GT 200 performance questions Is it possible to achieve IPC > 1?

I hope someone with deeper knowledge about GT 200 architecture can help me with theses questions:

  • Can more than one instruction be dispatched at any cycle? I know The Programming Guide says “the SIMT unit selects a warp that is ready to execute
    and issues the next instruction” implying no more than SINGLE instruction can be dispatched. Is there any 2 or more type of instruction combination that can be dispatched at the same cycle? Basically, is it possible to get IPC higher than 1 on a SP core in an ideal scenario, i.e., full utilization with many threads, full memory (and pipeline) latency hiding, etc.?

  • There are different references to the Texture cache size (6 to 8 KB in the Prog Guide and 16KB in CUDA 2.1 FAQ). Any idea which one is right? Also, it does not seem to have multiple banks or multiple ports, right? What is the cache line width?


Dual issue of instructions is possible on GT200; for example, you can execute a MAD and a MUL within the same four-cycle window.

This Real World Tech article on the GT200 indicates that it is possible to overlap some instructions.…8195242&p=9

Each instruction takes at least 4 cycles of the “fast” clock, but an instruction can be issued every two cycles, so if you have instructions that can use the 32 bit ALU/FPU and the FMUL/SFU, you can have two instructions executing at the same time.

Thank you, Tim and bitsurge for your replies. The article was very helpful.

I’m mainly concerned about integer operations. In a benchmark, I have a tight loop executing a number of integer, logic ops, and comparisons. Comparing the actual PTX instructions count (in the cuda binary) of the loop against the execution time gives me an IPC around 1.05 (assuming all cores are fully utilized). And I’ve been scratching my head since on how this can happen!
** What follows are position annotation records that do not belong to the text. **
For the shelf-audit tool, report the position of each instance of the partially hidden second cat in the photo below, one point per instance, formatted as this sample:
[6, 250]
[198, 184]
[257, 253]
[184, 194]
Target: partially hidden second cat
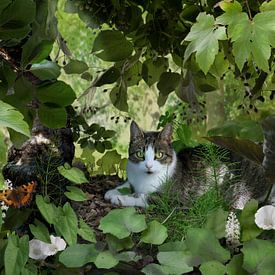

Sounds that I got my answer. Parallel execution by Branch and ALU units would make my IPC calculation right…

Note first that I am not an expert in this low level GPU stuff, but I will add that PTX is not the final device code. If you really want to analyze something as low level as IPC, you should be working from the cubin (look up decuda).

Thanks, MisterAnderson42. My reference to “PTX instruction” was incorrect. I meant counting GPU machine code retrieved from the decuda-ed binary which was not the right term as you suggested. As far as I’m aware, there seem to be lack of good term for GPU native instructions… I often found myself referring to both stages of code as PTX instructions especially because all native instructions seem to have equivalent PTX instructions (although not the other way around)…

BTW, I appreciate it if someone can refer me to more detailed info on Texture caches. The Real World article helped a bit but not much. Why 24KB is partitioned to 3x8KB? Is each dedicated for one SM or it can serve 3 different requests initiated from threads of “single” SM? Compared to shared memory, I see good performance with texture memory and curious to know why this happens. It looks to me that either its cache line is quite wide (more than 64 bytes) or its simpler address calculation results in comparable and sometimes better performance…